Although the housing market is gradually improving, the lingering effects of the housing-market collapse and Great Recession are showing up in another area: what government investigators call “foreclosure rescue schemes.”
A report this week from the Government Accountability Office – Congress’ investigative arm – found that such schemes are up substantially since a 2010 GAO report on the issue. The data show an increase from 2009 to 2011, followed by a decrease in 2012; so far in 2013, the number of complaints suggest the year will see another increase, the GAO said.
The schemes are ways rip-off artists try to separate in-trouble homeowners from their money with promises of helping them prevent a foreclosure. In the words of the GAO:
Agency officials and representatives of nonprofits told GAO that the schemes had become increasingly complex, creating challenges for law enforcement. For example, schemes involving attorneys—which tend to involve greater losses—had become more common in recent years following a regulation that bans upfront fees, but provides an exception for attorneys. These schemes present unique challenges because attorneys typically collect fees upfront and enforcement officials have difficulty trying to determine whether attorneys are providing legitimate services. Furthermore, officials and representatives of nonprofits also noted that some populations, including minorities and the elderly, continued to be targeted.

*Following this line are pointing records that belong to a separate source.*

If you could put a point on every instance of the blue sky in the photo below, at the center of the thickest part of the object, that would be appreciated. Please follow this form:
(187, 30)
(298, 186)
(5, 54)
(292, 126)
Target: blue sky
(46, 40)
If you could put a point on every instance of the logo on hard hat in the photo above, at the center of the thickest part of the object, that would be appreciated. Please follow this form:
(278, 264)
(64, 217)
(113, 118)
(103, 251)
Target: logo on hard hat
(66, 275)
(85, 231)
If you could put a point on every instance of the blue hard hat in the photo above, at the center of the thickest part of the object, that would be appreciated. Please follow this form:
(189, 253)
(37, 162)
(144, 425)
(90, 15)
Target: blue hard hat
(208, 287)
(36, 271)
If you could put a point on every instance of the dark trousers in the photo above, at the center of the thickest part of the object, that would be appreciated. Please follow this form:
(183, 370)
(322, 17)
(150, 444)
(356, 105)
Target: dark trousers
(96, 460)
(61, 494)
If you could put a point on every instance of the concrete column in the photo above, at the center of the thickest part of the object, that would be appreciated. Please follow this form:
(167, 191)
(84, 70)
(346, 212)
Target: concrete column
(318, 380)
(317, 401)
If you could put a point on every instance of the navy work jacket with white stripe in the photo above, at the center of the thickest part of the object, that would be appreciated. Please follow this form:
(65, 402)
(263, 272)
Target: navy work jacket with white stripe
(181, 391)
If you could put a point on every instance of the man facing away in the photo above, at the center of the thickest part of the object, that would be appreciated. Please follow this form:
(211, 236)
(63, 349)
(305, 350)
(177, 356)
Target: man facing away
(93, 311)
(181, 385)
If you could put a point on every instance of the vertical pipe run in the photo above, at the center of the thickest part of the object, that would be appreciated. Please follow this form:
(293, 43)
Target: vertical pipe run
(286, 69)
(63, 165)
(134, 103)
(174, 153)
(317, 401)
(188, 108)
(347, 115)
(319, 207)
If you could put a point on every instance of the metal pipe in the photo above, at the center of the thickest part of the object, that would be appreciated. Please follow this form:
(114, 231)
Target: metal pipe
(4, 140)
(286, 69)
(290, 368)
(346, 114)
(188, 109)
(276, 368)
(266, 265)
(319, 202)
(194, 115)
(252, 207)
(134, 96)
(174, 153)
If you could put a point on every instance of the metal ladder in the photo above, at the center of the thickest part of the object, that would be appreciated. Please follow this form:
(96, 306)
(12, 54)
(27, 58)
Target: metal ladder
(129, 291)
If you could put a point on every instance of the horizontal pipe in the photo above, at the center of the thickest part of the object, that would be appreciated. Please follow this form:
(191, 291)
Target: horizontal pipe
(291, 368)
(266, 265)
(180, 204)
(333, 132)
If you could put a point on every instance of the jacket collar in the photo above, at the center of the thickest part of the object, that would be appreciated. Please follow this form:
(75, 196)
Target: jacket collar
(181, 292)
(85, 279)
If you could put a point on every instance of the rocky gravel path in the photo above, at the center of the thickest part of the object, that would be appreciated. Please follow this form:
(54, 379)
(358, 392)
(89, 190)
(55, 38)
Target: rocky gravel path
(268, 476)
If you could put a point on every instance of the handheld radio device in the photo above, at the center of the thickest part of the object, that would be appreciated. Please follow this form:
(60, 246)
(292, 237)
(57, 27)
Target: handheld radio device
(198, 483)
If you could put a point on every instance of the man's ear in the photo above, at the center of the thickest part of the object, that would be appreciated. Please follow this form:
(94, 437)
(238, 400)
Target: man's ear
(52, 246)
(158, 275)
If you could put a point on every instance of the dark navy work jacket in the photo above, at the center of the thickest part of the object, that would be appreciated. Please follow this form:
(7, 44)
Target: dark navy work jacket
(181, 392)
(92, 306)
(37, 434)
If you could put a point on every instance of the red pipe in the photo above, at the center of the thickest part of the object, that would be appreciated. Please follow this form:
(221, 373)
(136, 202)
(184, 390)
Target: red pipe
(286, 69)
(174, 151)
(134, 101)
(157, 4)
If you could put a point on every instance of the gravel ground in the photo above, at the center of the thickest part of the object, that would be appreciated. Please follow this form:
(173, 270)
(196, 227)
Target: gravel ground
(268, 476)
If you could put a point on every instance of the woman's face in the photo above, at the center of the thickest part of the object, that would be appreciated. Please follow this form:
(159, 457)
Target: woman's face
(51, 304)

The report relied in part on data from the Federal Trade Commission’s Consumer Sentinel Network, an online database of millions of consumer complaints. While the data itself is available only to law enforcement to assist in monitoring and prosecuting crime, the network’s annual reports are available for all to see. Among the many startling conclusions from 2012 complaints alone:
Over 1 million were fraud-related. Consumers reported paying over $1.4 billion in those fraud complaints; the median amount paid was $535.